Wednesday, July 2, 2008

Jaguar Has two Mommies

This is "Little Jaguar", one of the four naturally-brooded chicks that appeared in our coop last month. As you may recall, Jaguar and his two siblings were brooded by our dominant and determined hen, Chicklee. Java, a second broody, hatched a fourth chick about a day later.

But Java never quite got the hang of mothering. She alternately pecked and overprotected the little guy, and in a few days, her chick disappeared. (I tried to snatch him up to raise in the house but he was so vehemently and LOUDLY distraught that I returned him.) I spent a very sad and regretful evening searching the brush around the chicken coop while Java, apparently the last to know, continued to coo and cluck and generally act as if she had her babe at her side. It took a few days for the disappearance to sink in. When the imaginary chick thing finally wore thin, Java began tailing Chicklee and her little brood.

Chicklee wasn't so keen on this at first, and the two squabbled and puffed, but then some light went on in Chicklee's dim (though charming) chicken brain, and she decided that yes, another Mommy was just what her little family needed after all.

The pair are inseparable now. They mirror each other's actions. If Chicklee preens, Java preens as well. If Java scratches in the bare patch under the raspberry bushes, Chicklee is scratching right beside her. The two fend off other hens and keep careful tabs on their brood.

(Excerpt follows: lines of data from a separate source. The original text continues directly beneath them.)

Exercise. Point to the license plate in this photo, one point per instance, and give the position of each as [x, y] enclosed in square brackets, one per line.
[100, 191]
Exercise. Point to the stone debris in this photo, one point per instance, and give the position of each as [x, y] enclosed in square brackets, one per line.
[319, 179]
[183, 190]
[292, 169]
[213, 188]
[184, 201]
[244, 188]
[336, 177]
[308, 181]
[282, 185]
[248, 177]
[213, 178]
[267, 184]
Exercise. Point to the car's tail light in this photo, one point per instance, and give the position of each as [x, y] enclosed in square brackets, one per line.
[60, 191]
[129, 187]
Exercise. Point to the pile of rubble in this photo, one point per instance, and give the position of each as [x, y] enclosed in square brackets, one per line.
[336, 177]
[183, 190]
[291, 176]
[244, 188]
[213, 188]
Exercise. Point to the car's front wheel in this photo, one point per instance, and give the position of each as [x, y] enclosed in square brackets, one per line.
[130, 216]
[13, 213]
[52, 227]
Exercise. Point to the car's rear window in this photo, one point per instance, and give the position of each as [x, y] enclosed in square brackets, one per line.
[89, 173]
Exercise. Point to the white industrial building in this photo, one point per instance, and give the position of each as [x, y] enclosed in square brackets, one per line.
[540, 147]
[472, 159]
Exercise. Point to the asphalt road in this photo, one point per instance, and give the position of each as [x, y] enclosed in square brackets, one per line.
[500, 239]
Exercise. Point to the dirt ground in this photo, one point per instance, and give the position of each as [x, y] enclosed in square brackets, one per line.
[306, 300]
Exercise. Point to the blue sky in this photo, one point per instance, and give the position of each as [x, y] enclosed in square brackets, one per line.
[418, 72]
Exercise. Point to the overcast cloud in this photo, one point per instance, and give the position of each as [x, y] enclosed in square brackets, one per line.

Perhaps Chicklee's mothering skills rubbed off on poor Java or perhaps her own long delayed little light bulb finally blinked on. Whatever the case, I love watching the little family strut around the yard. They range far and wide, venturing together where a single mama hen would not dare to tread. It is a surprisingly beautiful happy ending, a small victory snatched from what appeared to be an utter defeat. Yup, Jaguar has two Mommies and we are all the better off for it.

Tuesday, July 1, 2008

Stubborn Beauty*


(*I'm channeling my inner 23 year old hipster today)


This week we've had what our weather radio terms an "unsettled weather pattern". I'm not sure what meteorologists mean by this term, but to me it means an ever-changing sky, a sky that breathes and heaves and thumps and sparks and, sometimes, practically dances across the horizon, wind gusts that are so specific you can step into them as if you are wading a stream, darkness at noon, walls of rain, sudden epiphanies of sun.



Driving back and forth the state has been a bit of a treat these days. Okay, perhaps this is just a bit of exaggeration.... But I love watching the shifting clouds and colors on the roadway before me, moving in and out of weather, searching out the storm in one distant spot on a big, big horizon.



I don't believe that this weather is native to New England. To me, it seems vaguely southern or perhaps western, even, where the sweep and spanse of the land so complements a vitality of sky and wind.



I've lived in many different parts of the country and in every place, people say "If you don't like the weather, just stick around a minute an' it'll change." Not usually true, that one. But lately, Colrain's usually stubborn and stolid weather has taken flights of fancy!